The days of traditional donors doling
out money to poor nations as mere beneficiaries, and international
organizations telling them how to solve their problems — rather than listening
to them to figure out what the true needs are — are definitely over.
Participants
at the Devex Partnerships Forum in Manila agreed on Tuesday that local
partnerships are without a doubt not just the future, but already the present
of doing good, especially in Asia-Pacific, where the development landscape has
changed dramatically over the past decade and many developing nations are
graduating to middle-income status.
With that
in mind, the question is not anymore whether to “go local” — it’s how to get it
right, make it truly sustainable and thus achieve local ownership of
development programs.
For
instance, the U.S. Agency
for International Development has committed to spending 30
percent of its funds on so-called “local solutions” as part of the USAID
Forward reform agenda.
“USAID has
heard you,” said Denise Rollins, the agency’s acting assistant administrator
for Asia, explaining that USAID has “made a dramatic shift in the way we do
business” by now pursuing an “aspirational” target for at least 30 percent of
all its funds to go to local partners.
However,
some local partners are more suited to this goal than others. Find out more in
the below Google Hangout.
And not only donors are fully “going
local” these days — multilateral institutions like the Asian
Development Bank and implementers like RTI
International have been doing it for many years.
“For us
it’s different, because our shareholders are the countries themselves,” noted
ADB Vice President for Operations Stephen Groff, while Paul Weisenfeld, vice
president for global programs at RTI, said that “everywhere we work,
partnerships help us fill gaps.”
RTI,
Weisenfeld added, always looks for long-term, strategic relationships in its
local partners with a special focus on innovation, no “short-term marriages”

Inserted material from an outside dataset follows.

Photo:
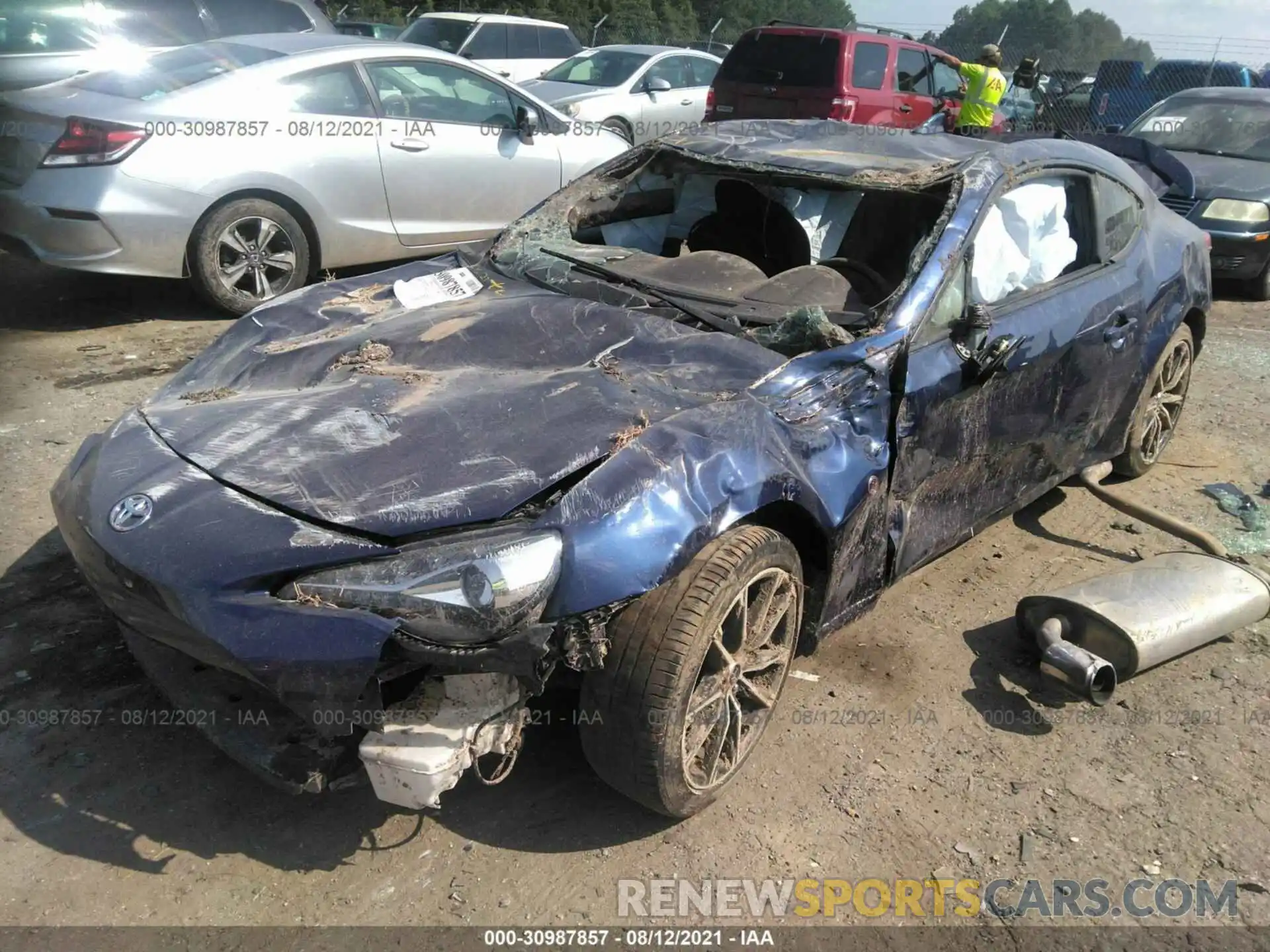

like the development community used to support in the past.
Solid links
are furthermore even more important now in the region, where many poor
countries are graduating to middle-income status.
“Ultimately,
our money is just a drop in the bucket” for these nations, commented Paul
Hutchcroft, lead governance specialist at the Australian embassy in Manila.
Rollins agreed and gave the example of India, where USAID is encouraging
high-net worth individuals to become more engaged in charity.
So keeping
all of this in mind, where do these experts see localization 10 years from now?
After a
representative from Engility suggested
a future in which international organizations will deliver specific
professional services to governments, Rollins predicted that USAID will likely
focus less on service delivery and more on technical assistance, but that will
depend on their partner governments and how the agency engages with them.
“Our
strategies are not developed in a box,” she said.